7 thoughts on “Moffett: FiOS Will be an Ongoing Cable Threat”
Satisfying Internet customers into the future means supplying voluminous, non-usage-capped capacity to the subscriber. Operators who own settlement-free IP backbone networks are well positioned to offer non-capped capacity to their eyeball subscribers. Last-mile operators who must purchase IP transit services will be at a disadvantage.
Verizon's ownership of the former MCI/UUnet IP backbone should position it to deliver on the promise of FiOS FTTH. Verizon recently announced a test-deployment of 200Gbps per wavelength WDM equipment on its backbone. This could raise long haul per-fiber-strand data capacity from 6Terabits per second (the currently deployed commercial standard) to over 12Tbps per strand. Operators who own their own IP transit networks and WAN fiber infrastructure are well positioned to supply unlimited capacity to their last-mile eyeball customers.
AT&T theoretically could be a powerful FTTH competitor too, but they seem to be more focused on their wireless business than U-verse. Perhaps one day another high capacity IP transit operator (eg Level-3) will decide to enter the game and will purchase Google's last-mile Google-Fiber business.
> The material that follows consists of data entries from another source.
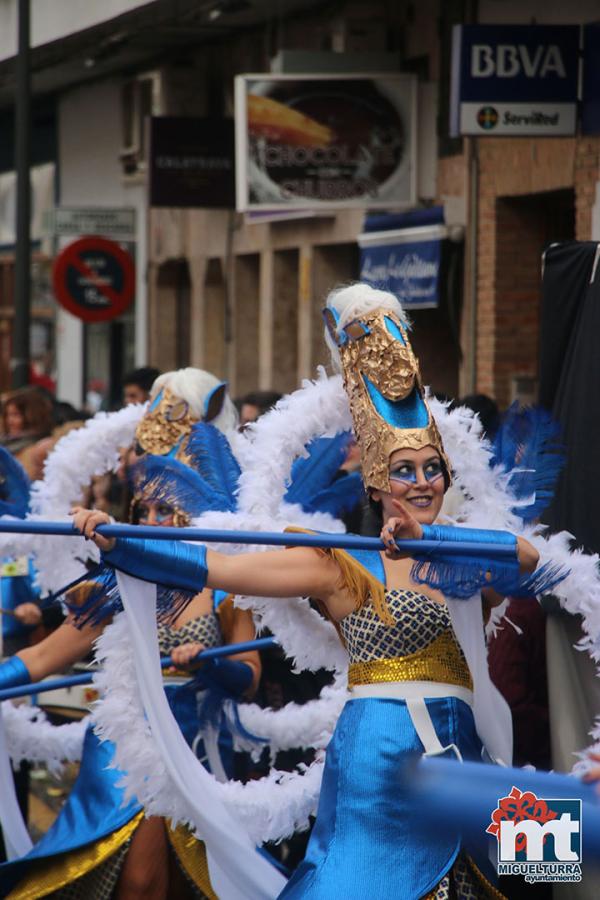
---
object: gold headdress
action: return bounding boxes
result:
[323,306,450,492]
[135,382,227,464]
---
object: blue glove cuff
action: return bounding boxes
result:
[197,659,252,699]
[102,538,208,593]
[421,525,517,557]
[0,656,31,690]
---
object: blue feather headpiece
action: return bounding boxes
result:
[285,431,364,518]
[0,447,31,519]
[323,306,451,492]
[133,422,240,518]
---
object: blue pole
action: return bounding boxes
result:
[0,519,515,559]
[0,638,275,702]
[412,757,600,862]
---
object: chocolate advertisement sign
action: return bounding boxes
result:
[235,74,416,211]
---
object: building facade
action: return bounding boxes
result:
[0,0,600,406]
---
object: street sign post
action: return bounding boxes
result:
[52,237,135,322]
[43,206,135,241]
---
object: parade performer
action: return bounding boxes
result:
[0,370,260,900]
[75,285,556,900]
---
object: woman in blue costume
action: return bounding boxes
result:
[75,285,564,900]
[0,371,260,900]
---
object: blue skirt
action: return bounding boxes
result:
[280,697,487,900]
[0,685,211,897]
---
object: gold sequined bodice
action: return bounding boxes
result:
[339,590,472,688]
[158,610,223,656]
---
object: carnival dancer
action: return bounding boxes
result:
[74,284,564,900]
[0,370,260,900]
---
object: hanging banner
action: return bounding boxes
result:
[450,25,580,137]
[235,75,416,212]
[581,22,600,134]
[358,225,448,309]
[150,116,235,209]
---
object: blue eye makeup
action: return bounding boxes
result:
[390,459,444,484]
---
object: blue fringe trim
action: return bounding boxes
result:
[410,556,569,600]
[65,566,195,628]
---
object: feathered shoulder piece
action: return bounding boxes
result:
[0,447,31,519]
[491,402,565,522]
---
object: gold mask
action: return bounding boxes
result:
[135,388,198,462]
[324,308,450,493]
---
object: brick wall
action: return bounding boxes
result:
[474,138,600,405]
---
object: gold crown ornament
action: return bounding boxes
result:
[323,307,451,493]
[135,382,227,464]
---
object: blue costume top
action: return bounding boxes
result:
[281,551,502,900]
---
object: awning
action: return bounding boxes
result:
[358,207,448,309]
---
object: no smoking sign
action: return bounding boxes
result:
[52,237,135,322]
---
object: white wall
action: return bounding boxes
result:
[57,79,147,406]
[0,0,157,60]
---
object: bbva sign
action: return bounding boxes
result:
[471,44,567,78]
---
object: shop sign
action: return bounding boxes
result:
[235,74,416,212]
[581,22,600,134]
[52,237,135,322]
[358,225,447,309]
[150,116,235,209]
[450,25,580,137]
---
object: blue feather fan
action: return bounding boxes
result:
[185,422,240,510]
[0,447,31,519]
[491,402,565,522]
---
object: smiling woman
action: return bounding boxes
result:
[75,285,556,900]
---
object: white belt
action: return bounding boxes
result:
[350,681,473,760]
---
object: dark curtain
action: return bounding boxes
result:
[539,241,600,552]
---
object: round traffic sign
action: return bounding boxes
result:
[52,237,135,322]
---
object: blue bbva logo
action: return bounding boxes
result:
[471,44,567,78]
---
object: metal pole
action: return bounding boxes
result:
[11,0,31,388]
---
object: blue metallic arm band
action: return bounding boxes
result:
[102,538,208,593]
[411,525,568,599]
[421,525,517,559]
[0,656,31,690]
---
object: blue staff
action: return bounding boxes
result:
[0,638,275,702]
[0,519,515,560]
[406,757,600,860]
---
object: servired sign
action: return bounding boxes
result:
[450,25,579,137]
[52,236,135,322]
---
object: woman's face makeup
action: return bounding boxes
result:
[4,403,25,436]
[136,500,175,526]
[372,447,446,525]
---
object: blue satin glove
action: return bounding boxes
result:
[410,525,569,600]
[194,659,252,699]
[0,656,31,690]
[421,525,517,559]
[102,538,208,593]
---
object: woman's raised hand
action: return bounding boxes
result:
[379,499,423,559]
[71,506,115,553]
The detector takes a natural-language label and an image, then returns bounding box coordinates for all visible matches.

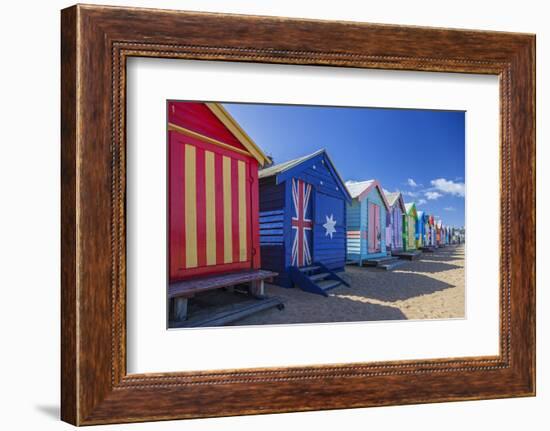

A new nationwide FTTH operator, that is NOT distracted by the allure of Mobile Phone revenues, would be a great benefit to the US consumer and national competitiveness.
To deliver real service to the consumer, the hurdle (leap of consciousness) that management at VZ and other last-mile operators must make is that consumers want them to be FAT PIPES, not content brokers. Last-mile operators MUST bury the hatchet and address peering/private-interconnect capacity issues, and must stop fighting net neutrality. Entry of non-incumbents into the Last-Mile internet service market (companies who won't be cannibalizing existing pay-TV revenue streams) seems to be essential to tilt the playing field in favor of the consumer.
I agree with how Moffet research comes to their conclusion of FiOS threat & Mark’s premise of how FiOS or VzT stays in the game. Both anaylysis show how divergent VzW and VzT are and how the strengths need to be implemented. The other option is a CableCo buys out VzW and VzT operates more like a CAP supporting DATA centric networks worldwide.
Now that would be interesting….a cableco buying VZW and leaving Verizon with just it's wireline assets. Maybe Vodafone would want to sell, but Verizon?